After identifying the different groups in the peaks, the peaks are identified as S1, S2 or other heart sounds based on the previously estimated parameters; for example, S1 generally has a shorter ‘distance to successive peak’ than S2. If the signal has first, second and any third heart sounds, each of the three sounds will be grouped as three separate clusters. The heart sounds may be S3, S4, ejection click, opening snap, pericardial rub, tumor plops. Each of these sounds will differ in at least any one of the above mentioned parameters. By considering these four parameters each group can be identified. In this way all the groups are identified. Of course, the systole and diastole regions include the first and second heart sounds, but for the present purposes the systole region is taken to be the region between the end of S1 and the beginning of S2, the diastole region the region between the end of S2 and the beginning of the next S1.
The systole and diastole data is analyzed after the extraction of S1 and S2 heart sounds from the sound signal.
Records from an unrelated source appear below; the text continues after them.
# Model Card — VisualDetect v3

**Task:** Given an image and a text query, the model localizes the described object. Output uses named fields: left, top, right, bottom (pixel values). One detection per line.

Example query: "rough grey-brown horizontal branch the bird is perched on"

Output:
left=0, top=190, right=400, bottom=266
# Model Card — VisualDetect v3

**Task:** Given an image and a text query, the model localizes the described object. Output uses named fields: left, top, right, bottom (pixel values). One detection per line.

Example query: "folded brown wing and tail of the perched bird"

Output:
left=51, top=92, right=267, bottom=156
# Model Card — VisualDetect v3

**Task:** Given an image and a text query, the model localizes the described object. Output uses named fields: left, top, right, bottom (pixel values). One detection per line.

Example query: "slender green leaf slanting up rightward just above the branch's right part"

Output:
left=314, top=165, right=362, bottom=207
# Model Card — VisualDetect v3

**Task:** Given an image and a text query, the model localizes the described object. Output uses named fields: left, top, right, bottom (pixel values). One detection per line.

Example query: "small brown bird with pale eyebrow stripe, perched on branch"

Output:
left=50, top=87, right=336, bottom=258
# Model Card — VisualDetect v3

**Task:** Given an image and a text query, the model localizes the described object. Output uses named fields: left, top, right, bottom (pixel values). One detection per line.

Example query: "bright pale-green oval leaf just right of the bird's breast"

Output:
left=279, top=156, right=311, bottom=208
The procedure for detecting murmurs is summarized in the flow diagram shown in FIG. 19.
FIG. 20 is a plot of the signal, which includes S1, S2, systole and diastole. The signal after the extraction of S1 and S2 is shown in FIG. 21, in which S1 is visible as the peaks of greatest amplitude and S2 of second greatest amplitude; the murmur regions are the broader regions attached to and to the right of the S2 peaks. Next, the systole and diastole are divided into three regions each. The Shannon's energy envelope is taken for systole and diastole region to reduce the noise and enhance the signal by removing the redundant and unwanted data. A moving average smoothing operation is performed to smooth the envelope. In FIG. 21, the diastole region shows the presence of murmur. The envelope of the early diastole is shown in FIG. 22, plotted as energy E versus time t(s).
While the present invention has been described with reference to particular embodiments, it will be understood that the embodiments are illustrative and that the invention scope is not so limited. In addition, the various features of the present invention can be practiced alone or in combination. Alternative embodiments of the present invention will also become apparent to those having ordinary skill in the art to which the present invention pertains. Such alternate embodiments are considered to be encompassed within the spirit and scope of the present invention. Accordingly, the scope of the present invention is described by the appended claims and is supported by the foregoing description.